The graph below shows the number of surveys people have sent that contain the words “COVID” or “corona” in their titles over a 90-day period (note: This view was anonymized and aggregated for user privacy).

The graph shows the number of surveys people have sent that contain the words

SurveyMonkey users went from sending close to zero surveys about coronavirus to sending nearly 2,500 surveys a day that contained “corona” or “COVID” in their survey titles by March 19. (The dip after the first spike is a weekend, when people always send fewer surveys.) So not only are organizations sharing more surveys than ever, but respondents also seem especially receptive. Reminder: If you want to send a survey asking about people’s experience of the coronavirus, with questions about medical information, you must ensure that your survey is HIPAA compliant.

Keep your customer-facing surveys respectful

SurveyMonkey’s research experts have created free, coronavirus-specific survey templates for communicating with customers, employees, or team members. They’re designed to be quick, informative, and respectful.

The following steps can help your customer surveys feel like a check-in, rather than an intrusion.

  1. Be transparent about your motivations

    We’ve found that surveys have much higher open rates and better participation when respondents understand what their feedback is going toward. Are you using this information to adapt your product in the face of the crisis? Are you using it to make sure that your customers still feel supported? Will you change your interactions based on this data? Let them know. It’ll keep them more in the loop and more comfortable sharing their opinions.

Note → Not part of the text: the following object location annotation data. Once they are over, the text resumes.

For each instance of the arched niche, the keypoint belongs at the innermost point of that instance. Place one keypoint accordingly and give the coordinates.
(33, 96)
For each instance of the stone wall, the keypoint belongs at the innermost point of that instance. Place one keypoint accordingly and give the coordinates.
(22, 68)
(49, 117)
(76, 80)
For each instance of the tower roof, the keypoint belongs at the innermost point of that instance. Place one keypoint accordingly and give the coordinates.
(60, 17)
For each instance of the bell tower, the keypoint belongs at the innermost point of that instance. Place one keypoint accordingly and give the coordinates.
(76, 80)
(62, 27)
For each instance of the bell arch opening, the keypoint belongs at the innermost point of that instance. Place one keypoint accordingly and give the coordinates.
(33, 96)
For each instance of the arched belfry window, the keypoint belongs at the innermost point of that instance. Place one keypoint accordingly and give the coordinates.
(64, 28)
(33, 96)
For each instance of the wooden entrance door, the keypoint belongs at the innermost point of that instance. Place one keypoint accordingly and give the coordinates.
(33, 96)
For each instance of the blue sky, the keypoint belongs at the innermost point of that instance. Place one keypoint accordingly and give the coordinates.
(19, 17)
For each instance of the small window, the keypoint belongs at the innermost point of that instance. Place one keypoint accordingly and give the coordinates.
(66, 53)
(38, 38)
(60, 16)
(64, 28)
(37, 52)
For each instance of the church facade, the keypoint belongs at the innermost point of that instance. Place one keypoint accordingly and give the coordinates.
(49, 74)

  2. Be mindful of frequency

    Other SurveyMonkey research recently found that consumers’ number one pet peeve when it comes to email is getting too many—with 61% saying they’ve unsubscribed over it. The same frustration applies to surveys. So while you should feel totally confident sending one or two surveys a month, you should limit yourself to no more. (This doesn’t include “transactional surveys” that are automatically triggered after a customer support interaction or after a purchase, which are okay to keep running in addition to those one or two supplemental surveys.)

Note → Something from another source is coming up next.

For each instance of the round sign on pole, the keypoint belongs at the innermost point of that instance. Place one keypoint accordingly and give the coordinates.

  3. Control survey length and complexity

    In general, a shorter survey experience is a better survey experience. Aim to limit yourself to about 5 questions or less, and no more than 10. You’ll also want your questions to minimize the amount of effort that respondents have to do. You can do this by using multiple choice questions instead of open-ended ones that force respondents to write in the answers and by including a progress bar to show respondents how much they have left to do. Embedding the first question of a survey directly into your email will also make it easier for respondents to dive right in.

  4. Use inclusive language

    Whenever you’re interacting with customers—or anyone—it’s important to use inclusive language. A few ways that are especially important in the context of surveys: If your survey has a question about gender, add an “other” or “non-binary” option in addition to “male” or “female,” and avoid pronouns if you can. Also steer clear of idioms and jargon that might make sense only to a certain population and confuse another. Keep people with disabilities in mind as you design your survey (both in terms of language and color choices, etc.).

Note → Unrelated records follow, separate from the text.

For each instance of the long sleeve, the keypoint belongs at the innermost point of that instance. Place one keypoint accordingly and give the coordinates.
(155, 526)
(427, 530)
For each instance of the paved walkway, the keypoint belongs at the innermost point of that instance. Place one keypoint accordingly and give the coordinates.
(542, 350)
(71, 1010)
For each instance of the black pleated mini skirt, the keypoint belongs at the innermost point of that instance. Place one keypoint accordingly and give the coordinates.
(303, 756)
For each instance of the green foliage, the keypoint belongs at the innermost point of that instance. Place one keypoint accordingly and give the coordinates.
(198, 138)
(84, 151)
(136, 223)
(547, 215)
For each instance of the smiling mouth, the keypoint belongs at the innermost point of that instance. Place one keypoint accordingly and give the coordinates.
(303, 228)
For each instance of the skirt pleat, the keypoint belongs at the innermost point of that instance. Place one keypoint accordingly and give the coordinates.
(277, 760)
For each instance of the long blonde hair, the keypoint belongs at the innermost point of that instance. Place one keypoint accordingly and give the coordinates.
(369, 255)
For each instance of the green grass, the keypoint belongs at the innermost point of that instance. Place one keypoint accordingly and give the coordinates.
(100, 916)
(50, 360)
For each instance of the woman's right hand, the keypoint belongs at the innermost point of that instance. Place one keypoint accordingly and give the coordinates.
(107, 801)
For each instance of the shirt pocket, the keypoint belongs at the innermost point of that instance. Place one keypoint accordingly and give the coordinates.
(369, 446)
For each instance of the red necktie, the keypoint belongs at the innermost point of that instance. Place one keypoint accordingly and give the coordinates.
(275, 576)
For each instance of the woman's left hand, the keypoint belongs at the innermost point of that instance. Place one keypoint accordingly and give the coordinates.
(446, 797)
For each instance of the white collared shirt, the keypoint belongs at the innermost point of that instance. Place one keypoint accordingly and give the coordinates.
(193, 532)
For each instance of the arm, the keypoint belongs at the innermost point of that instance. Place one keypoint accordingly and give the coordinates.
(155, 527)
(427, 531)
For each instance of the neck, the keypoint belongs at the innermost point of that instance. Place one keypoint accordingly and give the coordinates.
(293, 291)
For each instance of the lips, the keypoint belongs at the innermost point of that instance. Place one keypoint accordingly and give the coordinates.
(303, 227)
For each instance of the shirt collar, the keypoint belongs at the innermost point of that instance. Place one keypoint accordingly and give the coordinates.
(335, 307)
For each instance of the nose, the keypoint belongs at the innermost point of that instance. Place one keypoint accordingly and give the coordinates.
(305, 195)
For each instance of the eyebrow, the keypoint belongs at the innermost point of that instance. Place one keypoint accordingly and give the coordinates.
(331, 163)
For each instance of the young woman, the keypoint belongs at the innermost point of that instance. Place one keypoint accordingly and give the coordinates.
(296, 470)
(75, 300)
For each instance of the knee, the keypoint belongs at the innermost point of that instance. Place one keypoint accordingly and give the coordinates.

  5. Use “other” options to give people space to air unusual needs or requests

    Your customers might suddenly have new needs, preferences, or challenges that you would never have thought of. Rather than trying to incorporate every potential response into your survey, add an “other” answer option to your questions and/or add a single open-ended question to the end of your survey asking customers if there’s anything else they need you to know. It gives them the space to express those needs without inconveniencing your other respondents with irrelevant questions.

In uncertain times, everyone is going to have some questions. The more you can do to give your organization, customers, and self peace of mind, the more effectively we’ll be able to work through it together.